■S:今日の聖書の言葉
マタイによる福音書2章23節

★そして、ナザレという町に行って住んだ。これは預言者たちを通して「この方はナザレ人と呼ばれる」と言われた事が成就するためであった。

■O:今日のコラム
この箇所には「この方はナザレ人と呼ばれる」という謎の預言が記されています。この預言は旧約聖書のどの箇所を見てもどこにも記されていません。それにも関わらずマタイの福音書には「これは預言者たちを通して『この方はナザレ人と呼ばれる』と言われた事が成就するためであった。」と堂々と書いてあります。これは一体どう理解すれば良いのでしょうか。

数年前にイスラエルのナザレに行った時、このことの答えが分かりました。ナザレにナザレ村という博物館があり、そこではイエス様がこの地を歩まれた当時の生活を今も再現しています。そこで案内をしてくれたガイドの方がナザレの元々の意味を説明してくれました。

ナザレにはかつて、バプテスマのヨハネと同じグループに属するユダヤ教徒のエッセネ派の人々が住んでいたと言われています。エッセネ派の聖徒たちは主の戒めを熱心に守り、身を清めて敬虔な生活を送り、聖書の写本にも力を注ぎました。このエッセネ派から、新しいグループとしてナザレの共同体が生まれました。

このナザレとは、ネツァール(若枝、新芽)という語源から生まれた名前です。では、このことを理解すると、「この方はナザレ人と呼ばれる」という預言がどこにあるのかを知ることが出来ます。イザヤ書にはこのように預言が記されています。

「エッサイの根株から新芽が生え、その根から若枝が出て実を結ぶ」(イザヤ書11:1)

ここに記されている「若枝」がネツァールです。

「彼は主の前に若枝のように芽ばえ、砂漠の地から出る根のように育った。彼には、私たちが見とれるような姿もなく、輝きもなく、私たちが慕うような見ばえもない。」(イザヤ書53:2)

つまり、ナザレ人とは若枝(ネツァール)のようにこの地に芽ばえ、育たれたイエス様の姿を預言した言葉だったのです。
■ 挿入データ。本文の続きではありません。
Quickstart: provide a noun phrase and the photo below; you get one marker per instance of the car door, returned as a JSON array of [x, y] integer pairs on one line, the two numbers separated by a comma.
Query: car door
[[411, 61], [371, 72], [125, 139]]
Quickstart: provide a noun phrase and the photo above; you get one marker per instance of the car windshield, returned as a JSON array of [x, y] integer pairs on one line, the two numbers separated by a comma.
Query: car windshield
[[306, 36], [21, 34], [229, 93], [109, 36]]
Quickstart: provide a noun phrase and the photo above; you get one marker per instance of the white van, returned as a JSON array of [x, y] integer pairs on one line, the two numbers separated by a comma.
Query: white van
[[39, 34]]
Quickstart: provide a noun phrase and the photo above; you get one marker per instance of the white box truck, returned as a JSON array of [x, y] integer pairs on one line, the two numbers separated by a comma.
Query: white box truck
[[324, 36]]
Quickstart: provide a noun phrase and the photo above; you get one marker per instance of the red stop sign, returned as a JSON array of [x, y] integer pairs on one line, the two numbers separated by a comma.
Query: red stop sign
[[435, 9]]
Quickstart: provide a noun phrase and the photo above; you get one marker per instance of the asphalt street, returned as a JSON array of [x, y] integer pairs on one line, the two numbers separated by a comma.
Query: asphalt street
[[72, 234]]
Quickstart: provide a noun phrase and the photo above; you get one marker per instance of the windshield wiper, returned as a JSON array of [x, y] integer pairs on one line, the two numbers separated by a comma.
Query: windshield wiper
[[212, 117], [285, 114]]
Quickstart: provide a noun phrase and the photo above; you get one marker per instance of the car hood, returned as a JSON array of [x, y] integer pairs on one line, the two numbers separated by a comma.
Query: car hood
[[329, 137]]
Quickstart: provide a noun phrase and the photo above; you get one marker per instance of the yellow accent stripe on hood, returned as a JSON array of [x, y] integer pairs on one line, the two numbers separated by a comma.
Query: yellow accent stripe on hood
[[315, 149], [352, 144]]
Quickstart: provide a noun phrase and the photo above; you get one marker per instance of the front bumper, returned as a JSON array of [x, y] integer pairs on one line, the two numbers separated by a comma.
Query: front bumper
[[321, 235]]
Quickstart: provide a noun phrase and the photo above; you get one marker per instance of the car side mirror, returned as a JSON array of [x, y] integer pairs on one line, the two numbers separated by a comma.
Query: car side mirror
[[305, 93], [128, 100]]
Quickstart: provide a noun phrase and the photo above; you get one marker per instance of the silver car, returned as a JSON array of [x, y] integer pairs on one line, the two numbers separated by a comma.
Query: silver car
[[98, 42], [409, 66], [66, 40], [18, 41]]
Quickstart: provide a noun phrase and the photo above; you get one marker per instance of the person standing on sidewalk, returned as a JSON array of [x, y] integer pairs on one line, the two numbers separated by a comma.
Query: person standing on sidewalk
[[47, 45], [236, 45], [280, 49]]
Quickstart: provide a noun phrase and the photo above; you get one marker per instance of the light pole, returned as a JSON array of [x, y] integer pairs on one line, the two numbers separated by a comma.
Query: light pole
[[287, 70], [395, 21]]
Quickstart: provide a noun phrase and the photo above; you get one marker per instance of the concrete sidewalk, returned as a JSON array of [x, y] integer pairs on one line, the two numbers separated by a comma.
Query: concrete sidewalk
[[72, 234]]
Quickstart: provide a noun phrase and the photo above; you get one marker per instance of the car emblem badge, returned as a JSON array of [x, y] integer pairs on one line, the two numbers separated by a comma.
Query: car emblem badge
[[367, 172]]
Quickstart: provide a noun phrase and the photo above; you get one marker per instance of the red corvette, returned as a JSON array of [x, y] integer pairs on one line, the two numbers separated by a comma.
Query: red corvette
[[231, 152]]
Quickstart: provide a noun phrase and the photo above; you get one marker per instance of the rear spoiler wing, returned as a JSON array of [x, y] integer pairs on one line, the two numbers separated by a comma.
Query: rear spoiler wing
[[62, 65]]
現在日本の教会においては信仰継承において深刻な問題を抱えており、牧師や教会に通うクリスチャンの高齢化が進み2030年には現在の教会の三分の一以上が無くなるという統計が出ています。

しかし、主はいつでも若枝を芽ばえさせ新しい命を与えて下さいます。イエス様が「若枝のように芽ばえ、砂漠の地から出る根のように育った。」と預言されたように、この霊的な荒野に思える日本の中からも、主は御霊の活力に満ち溢れた若枝をかならず芽ばえさせて下さいます。この令和の時代に、新しいことが起こることを主に期待しましょう。

■A:考えてみよう
日本各地の教会に若枝が芽生えるようにとりなし祈りましょう。

■P:祈り

イエス・キリストのお名前によってお祈りします。アーメン。